Mr. Montgomery is survived by his wife, the former Letha "Ann" Hess; a son, John W. Montgomery Jr. of Westford, Mass.; a daughter, Janice M. Barre of Basking Ridge, N.J.; two sisters, Nancy Jenkins of Louisville, Ky., and Dora Jones of Lebanon Junction; three brothers, Edward Montgomery of Lebanon Junction, Thomas Montgomery of Bowling Green, Ky., and James Montgomery of Hendersonville, N.C.; and five grandchildren.
A memorial service for Roger C. Skinner Jr., an Annapolis contractor who was injured in the May 11 crash of a private plane near Lusby, will be held at 4 p.m. today at the Severna Park United Methodist Church, 731 Benfield Road.
It will be preceded by a service at 2:30 p.m. in the chapel of the Maryland Veterans Cemetery, 1080 Sunrise Beach Road, Crownsville.
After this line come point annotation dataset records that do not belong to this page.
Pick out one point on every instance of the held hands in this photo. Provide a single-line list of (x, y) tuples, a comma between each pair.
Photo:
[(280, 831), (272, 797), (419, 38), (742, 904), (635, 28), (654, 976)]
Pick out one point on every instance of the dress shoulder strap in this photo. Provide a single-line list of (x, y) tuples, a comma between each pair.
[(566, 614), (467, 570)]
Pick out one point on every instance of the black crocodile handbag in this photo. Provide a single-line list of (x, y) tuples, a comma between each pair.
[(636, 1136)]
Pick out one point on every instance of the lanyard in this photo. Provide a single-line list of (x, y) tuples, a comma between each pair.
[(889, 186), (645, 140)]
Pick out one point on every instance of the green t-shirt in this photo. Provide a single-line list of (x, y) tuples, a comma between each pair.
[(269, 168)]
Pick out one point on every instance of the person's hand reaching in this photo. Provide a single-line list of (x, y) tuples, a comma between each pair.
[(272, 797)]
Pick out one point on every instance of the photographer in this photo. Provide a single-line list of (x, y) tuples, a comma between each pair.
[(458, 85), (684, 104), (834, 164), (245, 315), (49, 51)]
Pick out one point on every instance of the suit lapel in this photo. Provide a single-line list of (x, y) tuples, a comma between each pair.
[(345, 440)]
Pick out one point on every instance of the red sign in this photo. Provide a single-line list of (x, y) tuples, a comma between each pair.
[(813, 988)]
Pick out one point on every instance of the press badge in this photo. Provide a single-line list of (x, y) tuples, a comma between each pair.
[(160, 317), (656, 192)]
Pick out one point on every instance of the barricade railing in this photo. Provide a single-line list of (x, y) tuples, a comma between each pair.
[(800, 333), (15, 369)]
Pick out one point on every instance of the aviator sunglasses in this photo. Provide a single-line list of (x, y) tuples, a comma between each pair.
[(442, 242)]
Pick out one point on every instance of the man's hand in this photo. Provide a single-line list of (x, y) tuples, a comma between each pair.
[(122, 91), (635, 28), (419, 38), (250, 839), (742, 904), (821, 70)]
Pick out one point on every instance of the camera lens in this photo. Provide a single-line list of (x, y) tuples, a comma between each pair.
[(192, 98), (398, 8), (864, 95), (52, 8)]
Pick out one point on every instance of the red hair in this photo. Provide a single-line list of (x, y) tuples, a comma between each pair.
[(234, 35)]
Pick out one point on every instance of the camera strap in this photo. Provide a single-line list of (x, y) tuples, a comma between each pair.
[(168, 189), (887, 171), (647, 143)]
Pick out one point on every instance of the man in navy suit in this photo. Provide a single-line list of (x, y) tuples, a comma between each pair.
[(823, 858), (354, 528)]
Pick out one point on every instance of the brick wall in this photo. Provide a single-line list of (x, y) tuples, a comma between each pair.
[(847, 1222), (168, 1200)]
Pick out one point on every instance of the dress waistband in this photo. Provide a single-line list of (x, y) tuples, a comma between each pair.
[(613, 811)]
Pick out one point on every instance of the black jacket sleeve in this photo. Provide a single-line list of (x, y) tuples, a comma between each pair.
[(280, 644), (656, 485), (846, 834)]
Mr. Skinner, who was 42 and lived in Epping Forest, died Sunday at the Washington Hospital Center of injuries he suffered when the plane crashed as it was taking off from the Chesapeake Ranch Airport near Lusby.
For 16 years, he owned the Hearthside Construction Co. in Annapolis.
A native of Fort Lewis, Wash., who was raised in Severna Park, he was a 1967 graduate of Severna Park High School and attended the Arundel Community College. He also served in the U.S. Army during the Korean War.
Though he was not the pilot of the plane that crashed, he was a licensed pilot and a member of the Aircraft Owners and Pilots Association. He was also a licensed commercial balloon pilot and a member of the National Balloon Pilot Association.
Mr. Skinner was also interested in motor boating on the $l Chesapeake Bay.
He is survived by a companion, Janet Gartrell; his mother, Doris Skinner Williamson of Severna Park; and a sister, Jeanne Russell of Ridgefield, Conn.
Mr. Skinner's brother, Douglas Lee Skinner, 38, of Lusby, was also a passenger in the plane and perished in the crash. Services for Douglas Skinner were held May 15.